I definitely think the higher prices in farm markets relates to the organic shift we're seeing. The very best farm market I know about is located in Athens, OH and when we go there we DO NOT save a penny in all likelihood. Some of the offerings are very pricey and border on ridiculous. However, it's great to see vendors showing beautiful peaches, squash, beans, kale, pears, blueberries, all manner of garden veggies, etc. Some of these people I would call boutique growers. They're hobbyists as much as anything and enjoy making a buck from doing it. We enjoy the village atmosphere and supporting these folks who are very definitely the antithesis of a Sam's Club.

Other things we dig: Local beef and pork, craft cheese and dairy, honey and eggs. Even our neighbor is getting into the act. They are producing beef, pork, goats, chickens, eggs and such...using non-GMO feed and mainly grass.

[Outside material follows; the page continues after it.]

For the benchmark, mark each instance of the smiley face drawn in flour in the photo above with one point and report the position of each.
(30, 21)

Thought: The most effective weight loss diet I ever discovered is based on an all-you-can-find-and-eat morel plan.... It works for me.

Ted and Olin...I'm going to look very hard at vacuum units. I plan to buy one good unit and make it go the distance. I can't stand freezer burn and will definitely be looking to head that off. Thanks for motivating me.

A memory: My daughter was still quite young and used to ride with me in my Jeep CJ-5. We'd go door-less and just a bikini-top on the Jeep...taking rides through the backroads. She got pretty good at spotting ripe wild raspberries and having me pick some for her. I would jump out and get a big handful (or more) and then she would eat them as we bounced along. "You're living the good life kiddo!" She would grin and say "Uhh-HUH!" A couple years ago she sent me a picture. She found a patch of wild raspberries growing in urban Rockford, IL and picked enough for a pie. She still prefers wild game meat and loves to garden. It makes me smile, too.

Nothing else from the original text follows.